Сборы превысили все ожидания. Пьеса вызволила супругов Гюго из нужды. В ящике Адели скопилось немало тысячефранковых билетов, которые до сих пор редко появлялись в доме. Триумфатор Гюго уже привыкал к поклонению. «Из-за дурного отзыва в статье он приходит в бешенство, – сказал Тюркети. – Себя он как будто считает облеченным высокими полномочиями. Представьте, он так разъярился из-за нескольких неприятных для него слов в статье, напечатанной в „Ла Котидьен“, что грозился избить критика палкой. Сент-Бёв разразился проклятьями, потрясая каким-то ключом…»

Сент-Бёв – Адольфу де Сен-Вальри, 8 марта 1830 года

Дорогой Сен-Вальри, нынче вечером уже седьмое представление «Эрнани», и дело становится ясным, раньше тут ясности не было. Три первых представления при поддержке друзей и публики прошли очень хорошо; четвертое представление было бурным, хотя победа осталась за храбрецами; пятое – полухорошо-полуплохо; интриганы вели себя сдержанно, публика была равнодушна, немного насмешничала, но под конец ее захватило. Сборы превосходные, и при маленькой поддержке друзей опасный путь будет благополучно пройден, – вот вам бюллетень. Среди всех этих треволнений Виктор спокоен, устремляет взор в будущее, ищет в настоящем хоть один свободный день, чтобы написать другую драму, – истинный Цезарь или Наполеон, nil actum reputans[63]63
  Не раскаивающийся ни в чем содеянном (лат.).


[Закрыть]
, и так далее. Завтра пьеса будет напечатана; Виктор заключил выгодный договор с книгоиздателем – пятнадцать тысяч франков; три издания по две тысячи экземпляров каждое, и на определенный срок. Мы все изнемогаем, на каждое новое сражение свежих войск не найти, а ведь нужно все время давать бой, как в кампании 1814 года…

Сент-Бёв был честным соратником, а между тем в сердце у него бушевала буря. Он узнал, что супруги Гюго в мае съедут с квартиры и поселятся в единственном доме, построенном на новой улице Жана Гужона. На улице Нотр-Дам-де-Шан хозяин им отказал, испугавшись нашествия косматых, небрежно одетых мазилок-художников, защитников «Эрнани», но граф де Мортемар сдал супругам Гюго третий этаж своего недавно построенного особняка. Средства теперь позволяли им жить в районе Елисейских Полей. Адель ждала пятого ребенка, и Гюго не прочь был перебраться с нею подальше от Сент-Бёва. Пришел конец приятным ежедневным встречам. А впрочем, были ли они по-прежнему возможны? Жозеф Делорм задыхался от смешанного чувства ненависти и восхищения, которое вызывал у него Гюго. Он знал теперь, что любит Адель не как друг, а любит по-настоящему.

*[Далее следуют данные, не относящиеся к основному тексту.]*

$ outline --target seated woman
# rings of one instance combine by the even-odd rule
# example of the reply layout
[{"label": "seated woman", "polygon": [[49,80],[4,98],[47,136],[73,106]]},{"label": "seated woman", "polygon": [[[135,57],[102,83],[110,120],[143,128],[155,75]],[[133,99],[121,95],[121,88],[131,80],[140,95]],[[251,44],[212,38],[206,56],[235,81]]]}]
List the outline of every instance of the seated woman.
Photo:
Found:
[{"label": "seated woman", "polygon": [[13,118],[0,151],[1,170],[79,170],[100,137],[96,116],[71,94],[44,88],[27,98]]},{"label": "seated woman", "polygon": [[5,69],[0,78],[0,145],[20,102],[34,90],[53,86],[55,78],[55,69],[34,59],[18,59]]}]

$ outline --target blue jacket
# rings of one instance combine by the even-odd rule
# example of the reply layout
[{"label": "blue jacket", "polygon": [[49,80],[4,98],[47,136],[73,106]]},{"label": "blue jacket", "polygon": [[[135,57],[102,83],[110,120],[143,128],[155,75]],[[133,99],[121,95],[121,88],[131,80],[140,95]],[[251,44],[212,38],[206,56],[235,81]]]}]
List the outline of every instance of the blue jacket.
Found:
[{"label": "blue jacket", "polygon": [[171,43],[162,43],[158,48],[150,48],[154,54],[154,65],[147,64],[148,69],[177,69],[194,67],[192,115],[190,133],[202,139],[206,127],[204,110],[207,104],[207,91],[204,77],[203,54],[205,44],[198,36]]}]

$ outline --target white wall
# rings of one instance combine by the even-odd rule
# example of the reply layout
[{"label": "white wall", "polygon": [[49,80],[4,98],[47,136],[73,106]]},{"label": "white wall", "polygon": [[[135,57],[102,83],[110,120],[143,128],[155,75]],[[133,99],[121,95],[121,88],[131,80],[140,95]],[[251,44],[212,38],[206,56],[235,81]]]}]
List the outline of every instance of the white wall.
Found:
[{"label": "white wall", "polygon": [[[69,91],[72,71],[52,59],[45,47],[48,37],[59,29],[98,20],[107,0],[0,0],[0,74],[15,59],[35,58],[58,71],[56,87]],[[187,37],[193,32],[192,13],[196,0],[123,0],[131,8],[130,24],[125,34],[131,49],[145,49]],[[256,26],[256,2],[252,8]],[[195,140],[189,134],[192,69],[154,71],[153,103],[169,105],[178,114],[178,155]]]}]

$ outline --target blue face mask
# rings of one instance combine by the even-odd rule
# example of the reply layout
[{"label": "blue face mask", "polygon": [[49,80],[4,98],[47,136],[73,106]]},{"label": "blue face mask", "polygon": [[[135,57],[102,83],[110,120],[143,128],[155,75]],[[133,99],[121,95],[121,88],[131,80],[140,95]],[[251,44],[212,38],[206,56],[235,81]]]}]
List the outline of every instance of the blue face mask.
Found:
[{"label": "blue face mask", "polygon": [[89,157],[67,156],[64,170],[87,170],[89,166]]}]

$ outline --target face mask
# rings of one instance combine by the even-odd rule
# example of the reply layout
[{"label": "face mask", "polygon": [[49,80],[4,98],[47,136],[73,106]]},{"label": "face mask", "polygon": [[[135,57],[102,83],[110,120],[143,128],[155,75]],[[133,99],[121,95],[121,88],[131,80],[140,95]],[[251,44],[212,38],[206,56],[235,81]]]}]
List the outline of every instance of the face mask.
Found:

Некоторые полагают, что он тогда покаялся перед Гюго и тот предупредил жену; другие считают, что сцена признания произошла позднее. Но, по-видимому, она, несомненно, произошла: Сент-Бёв использовал ее в романе «Сладострастие». Что у Гюго с мая 1830 года появились серьезные основания для горьких чувств, видно из тех стихов, какие он создавал в то время. Однако Сент-Бёву, который жил тогда в Руане у своего друга Гуттенгера, он писал не менее ласково, чем прежде: «Если б вы знали, как нам недоставало вас в последнее время; как стало пусто и печально даже в семейном нашем кругу, которым мы обычно ограничиваемся; грустно нам даже среди наших детей, грустно переезжать без вас в этот пустынный город Франциска I. На каждом шагу, каждую минуту нам недостает ваших советов, вашей помощи, ваших забот, а вечерами разговоров с вами, и всегда недостает вашей дружбы! Кончено! Но не вырвать из сердца милой привычки. Надеюсь, у вас впредь не будет дурного желания бросать нас и коварно дезертировать…» Однако в том же месяце мае Гюго писал стихи, полные разочарования, такие непохожие на торжествующие «Восточные мотивы». Перечитывая свои «Письма к невесте», он с печалью вспоминал то время, когда «звезда светила мне, надежда золотая ткала мне дивный сон».

 
О письма юности, любви живой волненье!
Вновь сердце обожгло былое опьяненье,
   Я к вам в слезах приник…
Отрадно мне, забыв о прочном, тихом счастье,
Стать юношею вновь, тревожным, полным страсти,
   Поплакать с ним хоть миг…
 
 
Когда нам молодость улыбкою отрадной
Блеснет на миг один, о, как мы ловим жадно
   Край золотых одежд…
Миг ослепительный! Он молнии короче!
Очнувшись, слезы льем, – в руках одни лишь клочья
   Блеснувших нам надежд![64]64
  Виктор Гюго. О письма юности… («Осенние листья»). Перевод И. Грушецкой.


[Закрыть]

 

Адель часто плакала, и муж с горечью обращался к ней:

 
Ты плакала тайком… Ты в грусти безнадежной?
Следит за кем твой взор? Кто он – сей дух мятежный?
   Какая тень на сердце вдруг легла?
Ты черной ждешь беды, предчувствием томима?
Иль ожила мечта и пролетела мимо?
   Иль это слабость женская была?[65]65
  Виктор Гюго. XVII («Осенние листья»).


[Закрыть]

 

А Сент-Бёв жил в это время в Руане, у романтического Ульрика Гуттенгера, среди гортензий и рододендронов, и с горделивой нескромностью откровенно рассказывал ему о своей любви к Адели. Исповедник исповедовался, а Гуттенгер, прослывший в лагере романтиков большим знатоком в делах любви, поощрял его преступные замыслы, хотя и называл себя другом Гюго. Пребывание у Гуттенгера было вредным для Сент-Бёва: донжуанство заразительно. Возвратившись в Париж, он снова увиделся с четой Гюго, но чувствовал себя у них неловко.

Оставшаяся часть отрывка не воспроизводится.